Our Indian system of music believes in supplementing and not supplanting as far as teaching through the ages goes.
This very aesthetic way of bringing the disciple’s mind to the syntax of a raga was through making him/her learn and sing ‘lakshana geeta’ which incorporates a basic analysis and composition of a particular raga within the construction of a song (geetam). A ‘lakshana geeta’ highlights the characteristic of the ragas — Janaka and Janya (parent and offshoot).
The lyric or sahitya of the ‘lakshana geeta’ describes the lakshana of the raga to which this ‘geetam’ is set.
The sahitya is not devotional like that of the normal ‘geetam’ or ‘kirtana’ or ‘kriti’; instead it details in an alliterative, poetic manner, the raga’s contours, its ‘moorchana’, (flow of syllables), ‘vakra swara’ (odd note) if any, the ‘graha’ (starting note), ‘nyasa’ (ending note) , ‘jeeva, amsa swara’, the origin of the raga (parent if it is a ‘janya raga lakshana geeta’), the type of raga-audava, shadava or sampoorna, its classification, all of which in toto contribute to the essential characteristics of a raga.

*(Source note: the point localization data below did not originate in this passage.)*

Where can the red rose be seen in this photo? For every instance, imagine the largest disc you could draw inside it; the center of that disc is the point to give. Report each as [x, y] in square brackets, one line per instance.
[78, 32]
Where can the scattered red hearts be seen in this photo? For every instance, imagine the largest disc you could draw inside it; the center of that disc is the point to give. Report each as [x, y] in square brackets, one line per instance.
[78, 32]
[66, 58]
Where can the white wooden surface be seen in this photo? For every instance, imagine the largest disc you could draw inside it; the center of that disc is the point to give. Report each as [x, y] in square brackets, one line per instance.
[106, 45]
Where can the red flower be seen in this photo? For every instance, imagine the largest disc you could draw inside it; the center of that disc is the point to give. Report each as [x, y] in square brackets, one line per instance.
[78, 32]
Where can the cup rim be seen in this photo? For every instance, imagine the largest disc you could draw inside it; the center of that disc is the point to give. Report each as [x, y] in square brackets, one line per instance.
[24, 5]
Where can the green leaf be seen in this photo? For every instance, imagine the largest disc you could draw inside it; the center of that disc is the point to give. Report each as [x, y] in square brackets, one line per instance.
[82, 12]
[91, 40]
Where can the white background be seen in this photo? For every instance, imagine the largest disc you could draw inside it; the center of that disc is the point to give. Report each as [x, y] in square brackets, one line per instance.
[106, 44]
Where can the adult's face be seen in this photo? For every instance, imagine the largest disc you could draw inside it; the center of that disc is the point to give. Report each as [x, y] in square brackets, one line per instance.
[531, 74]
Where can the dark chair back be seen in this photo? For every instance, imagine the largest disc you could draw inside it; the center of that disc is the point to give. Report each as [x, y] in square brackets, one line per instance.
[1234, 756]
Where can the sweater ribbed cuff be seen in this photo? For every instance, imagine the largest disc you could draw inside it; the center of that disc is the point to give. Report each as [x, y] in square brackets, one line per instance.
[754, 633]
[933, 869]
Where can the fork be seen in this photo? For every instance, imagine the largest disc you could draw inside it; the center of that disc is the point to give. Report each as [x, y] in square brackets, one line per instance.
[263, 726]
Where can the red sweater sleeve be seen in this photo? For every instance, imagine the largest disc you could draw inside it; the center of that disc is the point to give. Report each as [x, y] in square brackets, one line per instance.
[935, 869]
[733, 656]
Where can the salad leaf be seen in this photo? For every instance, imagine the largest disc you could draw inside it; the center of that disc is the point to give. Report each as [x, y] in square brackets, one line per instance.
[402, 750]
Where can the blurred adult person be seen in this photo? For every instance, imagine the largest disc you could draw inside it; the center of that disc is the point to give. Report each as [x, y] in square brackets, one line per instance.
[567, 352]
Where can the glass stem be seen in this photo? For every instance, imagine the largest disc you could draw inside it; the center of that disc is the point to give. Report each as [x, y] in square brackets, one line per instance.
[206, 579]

Almost all raga have a ‘lakshana geeta’ assigned to them.
An instance of a lakshana geeta/sloka of the raga Tharangini penned around 1700-1750 AD (in ‘Raaga lakshana anubandha’ of Caturdandi Prakashika musical treatise), not only shows the antiquity of our musical grammar but also illuminates the of Tarangini: ‘poornastarangini’, ‘raagarohe’, ‘ri-ga-varjitha’, ‘avarohe’, pa-dha-ni-dha, ri-ga-ma-ga-ri samyutha, gaayathe sarva kaleshu, sa graha cauchyathe budhaiah|| It simply means the raga Tarangini is ‘sampoorna’ (takes all the seven notes in both ascent and descent), it drops the rishabha (ri) and gandhara (ga) notes in the ascent (aarohana) and ropes in the panchama, daivatha, nishada (pa-dha-ni-dha) phrase along with rishabha, gandhara, madhyama, (ri-ga-ma-ga-ri) order in the descent (avarohana), the nishadha and madhyama are vakra (odd notes); its shadja (Sa) as graha swara (starting note) can be sung at all times and this is a raaganga raga of the 26th melakarta ( Charukesi).
Later versions have changed this lakshana geeta but that is not of consequence here.